Now we will take a look at the flights that were on time on the previously observed days with a high percentage of cancelled or delayed flights. The hypothesis for this data is that the earlier in the day the flight left the more likely it was able to depart on time due to avoiding the bad weather that came later.

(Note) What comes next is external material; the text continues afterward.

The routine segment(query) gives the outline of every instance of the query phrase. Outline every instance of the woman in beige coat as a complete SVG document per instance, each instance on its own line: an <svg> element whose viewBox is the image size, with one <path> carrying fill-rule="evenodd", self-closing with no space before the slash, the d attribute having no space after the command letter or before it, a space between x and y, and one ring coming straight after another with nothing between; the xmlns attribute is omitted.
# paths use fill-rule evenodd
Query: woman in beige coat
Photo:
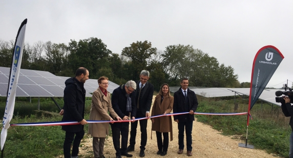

on_time_flights <- flights %>%
filter(dep_delay <= 0,
(year == 2013 & month == 2 & day %in% c(8, 9)) |
(year == 2013 & month == 3 & day == 8) |
(year == 2013 & month == 5 & day == 23) |
(year == 2013 & month == 6 & day %in% c(24, 28)) |
(year == 2013 & month == 7 & day %in% c(1, 10, 23)) |
(year == 2013 & month == 9 & day %in% c(2, 12)) |
(year == 2013 & month == 12 & day == 5))
on_time_flights
## # A tibble: 3,441 × 19
## year month day dep_time sched_dep_time dep_delay arr_time sched_arr_time
## <int> <int> <int> <int> <int> <dbl> <int> <int>
## 1 2013 12 5 457 500 -3 637 651
## 2 2013 12 5 512 515 -3 753 814
## 3 2013 12 5 527 530 -3 657 706
## 4 2013 12 5 539 540 -1 832 850
## 5 2013 12 5 540 545 -5 822 832
## 6 2013 12 5 544 550 -6 959 1027
## 7 2013 12 5 548 600 -12 738 755
## 8 2013 12 5 551 600 -9 804 810
## 9 2013 12 5 553 600 -7 919 915
## 10 2013 12 5 553 600 -7 645 701
## # ℹ 3,431 more rows
## # ℹ 11 more variables: arr_delay <dbl>, carrier <chr>, flight <int>,
## # tailnum <chr>, origin <chr>, dest <chr>, air_time <dbl>, distance <dbl>,
## # hour <dbl>, minute <dbl>, time_hour <dttm>
Scrolling through the dataset we can see that many of the departure times are earlier in the day but let’s make it easier to see by manipulating the dataset more.
average_departure_hour <- flights %>%
filter(dep_delay <= 0,
(year == 2013 & month == 2 & day %in% c(8, 9)) |
(year == 2013 & month == 3 & day == 8) |
(year == 2013 & month == 5 & day == 23) |
(year == 2013 & month == 6 & day %in% c(24, 28)) |
(year == 2013 & month == 7 & day %in% c(1, 10, 23)) |
(year == 2013 & month == 9 & day %in% c(2, 12)) |
(year == 2013 & month == 12 & day == 5)) %>%
mutate(hour = sched_dep_time %/% 100) %>%
group_by(year, month, day) %>%
summarise(avg_hour = mean(hour))
average_departure_hour
## # A tibble: 12 × 4
## # Groups: year, month [7]
## year month day avg_hour
## <int> <int> <int> <dbl>
## 1 2013 2 8 8.86
## 2 2013 2 9 17.0
## 3 2013 3 8 10.2
## 4 2013 5 23 9.45
## 5 2013 6 24 9.82
## 6 2013 6 28 10.1
## 7 2013 7 1 9.43
## 8 2013 7 10 9.60
## 9 2013 7 23 10.0
## 10 2013 9 2 9.85
## 11 2013 9 12 9.03
## 12 2013 12 5 10.1
This dataset shows the average departure hour of each on-time departure flight. This confirms our hypothesis that most left in the morning or afternoon at the latest if they were on time. However, February 9th has a much later average departure hour of around 5 PM than the others. This is likely due to the fact that the storm from the 8th continued into the morning of the 9th, only clearing up in the evening of the 9th.
In summary, we can conclude that the days in 2013 with at least 35% of flights canceled or delayed by an hour or more were indeed due to poor weather conditions. We also discovered the worst time to travel was at 9 PM due to the highest percentage of delays or cancellations. Lastly, we found that many of the days with poor weather conditions still had a number of flights that departed on time, but nearly all of these flights were in the morning.